= Franziska Ehmcke =

German professor of Japanese studies

Franziska Ehmcke (born 1947) was a professor of Japanese Studies at the University of Cologne and recipient of the Japanese order "Order of the Rising Sun." She has been emeritus professor since 2015.

== Personal life ==
Franziska Ehmcke was born in Hamburg in 1947.

== Education ==
Ehmcke studied Japanese Studies, Sinology, and General and Comparative Linguistics at the University of Hamburg. She was awarded a DAAD doctoral scholarship at Tôhoku University in Sendai and in 1978 received her Doctorate in Japanese Studies at the University of Hamburg.

== Career ==
Ehmcke was a Research Assistant in the East Asian Faculty of the University of Cologne from 1978 to 1986, later working as a freelance translator and author between 1986 and 1993. She was Professor and Head of the Department of Japanese Studies at the University of Cologne from 1994 to 2012, and member of the board of the Center for Asian Studies.

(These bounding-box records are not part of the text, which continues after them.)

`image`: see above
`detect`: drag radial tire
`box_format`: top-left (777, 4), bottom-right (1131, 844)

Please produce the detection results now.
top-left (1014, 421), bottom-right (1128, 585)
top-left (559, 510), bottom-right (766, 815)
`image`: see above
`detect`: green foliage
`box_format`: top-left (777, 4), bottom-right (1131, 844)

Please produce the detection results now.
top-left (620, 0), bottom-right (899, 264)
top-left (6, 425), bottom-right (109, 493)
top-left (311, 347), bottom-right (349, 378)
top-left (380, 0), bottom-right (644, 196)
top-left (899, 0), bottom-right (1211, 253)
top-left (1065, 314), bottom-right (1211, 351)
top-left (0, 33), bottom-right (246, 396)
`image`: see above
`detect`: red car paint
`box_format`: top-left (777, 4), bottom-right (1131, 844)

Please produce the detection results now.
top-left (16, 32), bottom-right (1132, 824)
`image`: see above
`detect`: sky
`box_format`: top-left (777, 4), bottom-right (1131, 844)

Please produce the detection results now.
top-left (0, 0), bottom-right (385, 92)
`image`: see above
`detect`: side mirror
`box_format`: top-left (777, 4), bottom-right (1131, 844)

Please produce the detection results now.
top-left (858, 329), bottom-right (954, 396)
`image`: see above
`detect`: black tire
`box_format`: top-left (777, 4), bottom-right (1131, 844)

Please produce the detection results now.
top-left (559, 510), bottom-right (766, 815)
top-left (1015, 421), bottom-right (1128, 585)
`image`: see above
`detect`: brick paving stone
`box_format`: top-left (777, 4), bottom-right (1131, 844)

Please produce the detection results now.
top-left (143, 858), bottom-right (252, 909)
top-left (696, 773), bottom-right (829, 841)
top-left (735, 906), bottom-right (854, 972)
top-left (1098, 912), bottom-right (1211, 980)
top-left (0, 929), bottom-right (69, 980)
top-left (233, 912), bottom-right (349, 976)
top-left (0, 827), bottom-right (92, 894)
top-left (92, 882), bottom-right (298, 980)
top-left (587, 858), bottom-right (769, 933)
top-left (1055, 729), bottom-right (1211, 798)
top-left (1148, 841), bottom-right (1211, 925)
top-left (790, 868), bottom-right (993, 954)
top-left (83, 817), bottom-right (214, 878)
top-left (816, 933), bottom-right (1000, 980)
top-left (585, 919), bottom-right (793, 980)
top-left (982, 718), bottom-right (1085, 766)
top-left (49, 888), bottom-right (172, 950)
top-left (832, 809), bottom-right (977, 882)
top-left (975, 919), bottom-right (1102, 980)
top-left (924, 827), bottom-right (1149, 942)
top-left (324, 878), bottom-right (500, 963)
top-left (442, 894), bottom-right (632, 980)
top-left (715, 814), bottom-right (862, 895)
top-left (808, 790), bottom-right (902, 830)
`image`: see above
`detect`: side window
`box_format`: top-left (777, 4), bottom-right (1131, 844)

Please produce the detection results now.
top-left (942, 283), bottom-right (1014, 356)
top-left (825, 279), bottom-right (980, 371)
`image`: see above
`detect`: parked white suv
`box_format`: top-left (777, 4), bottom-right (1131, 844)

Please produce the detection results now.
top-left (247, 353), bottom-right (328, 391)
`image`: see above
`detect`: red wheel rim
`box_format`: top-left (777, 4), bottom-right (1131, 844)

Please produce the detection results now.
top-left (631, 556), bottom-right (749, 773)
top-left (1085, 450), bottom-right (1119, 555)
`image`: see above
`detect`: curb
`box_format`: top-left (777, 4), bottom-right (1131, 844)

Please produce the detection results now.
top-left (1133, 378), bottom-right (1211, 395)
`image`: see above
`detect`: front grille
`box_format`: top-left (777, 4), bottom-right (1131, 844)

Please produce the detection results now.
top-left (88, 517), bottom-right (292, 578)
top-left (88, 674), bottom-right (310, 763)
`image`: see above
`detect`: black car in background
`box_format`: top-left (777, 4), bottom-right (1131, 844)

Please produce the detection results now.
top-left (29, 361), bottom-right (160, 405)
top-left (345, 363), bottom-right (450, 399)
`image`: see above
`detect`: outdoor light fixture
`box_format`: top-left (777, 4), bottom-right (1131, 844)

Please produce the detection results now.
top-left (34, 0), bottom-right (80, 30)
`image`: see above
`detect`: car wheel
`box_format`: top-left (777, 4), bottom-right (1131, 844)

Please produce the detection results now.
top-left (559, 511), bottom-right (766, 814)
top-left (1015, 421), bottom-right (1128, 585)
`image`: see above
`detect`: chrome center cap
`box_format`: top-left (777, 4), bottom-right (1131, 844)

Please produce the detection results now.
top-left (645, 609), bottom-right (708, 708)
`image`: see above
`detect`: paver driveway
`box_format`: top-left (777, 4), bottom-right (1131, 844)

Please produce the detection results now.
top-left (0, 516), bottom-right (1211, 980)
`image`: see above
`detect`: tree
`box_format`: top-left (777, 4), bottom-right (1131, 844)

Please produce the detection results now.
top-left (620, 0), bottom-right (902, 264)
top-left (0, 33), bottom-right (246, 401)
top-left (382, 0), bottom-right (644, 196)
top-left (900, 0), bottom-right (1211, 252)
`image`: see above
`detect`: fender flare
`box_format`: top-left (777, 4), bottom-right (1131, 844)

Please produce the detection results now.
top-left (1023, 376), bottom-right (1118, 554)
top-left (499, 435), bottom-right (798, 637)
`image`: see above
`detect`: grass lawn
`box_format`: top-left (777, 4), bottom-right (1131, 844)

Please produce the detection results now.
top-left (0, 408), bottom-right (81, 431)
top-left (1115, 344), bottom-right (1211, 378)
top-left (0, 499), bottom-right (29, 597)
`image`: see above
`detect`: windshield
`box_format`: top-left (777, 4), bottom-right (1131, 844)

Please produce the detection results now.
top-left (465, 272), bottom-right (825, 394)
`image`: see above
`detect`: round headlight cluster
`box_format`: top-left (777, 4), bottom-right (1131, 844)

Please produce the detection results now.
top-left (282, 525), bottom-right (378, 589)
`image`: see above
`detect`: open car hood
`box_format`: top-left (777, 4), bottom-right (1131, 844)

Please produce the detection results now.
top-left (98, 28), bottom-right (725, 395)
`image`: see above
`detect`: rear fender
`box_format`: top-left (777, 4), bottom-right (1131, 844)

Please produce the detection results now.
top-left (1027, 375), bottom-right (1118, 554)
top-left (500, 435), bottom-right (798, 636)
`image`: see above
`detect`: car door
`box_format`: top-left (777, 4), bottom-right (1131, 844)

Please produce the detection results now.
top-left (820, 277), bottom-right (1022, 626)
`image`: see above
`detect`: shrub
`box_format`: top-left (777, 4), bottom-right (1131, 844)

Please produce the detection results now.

On June 14, 2013, Ehmcke was awarded the Japanese order "Order of the Rising Sun for her cooperation with other institutions and projects in Japan, promotion of Japan outside of academia, and impact on German-Japanese relations, having established the first taught degree program in Japanese at the University of Cologne, which trained Japanese schoolteachers.

Ehmcke's publications include Der japanische Tee-Weg – Bewusstseinsschulung und Gesamtkunstwerk (Cologne, 1991) and Osaka zu byobu – Ansichten der Burgstadt Osaka in Schloss Eggenberg (Graz, 2010).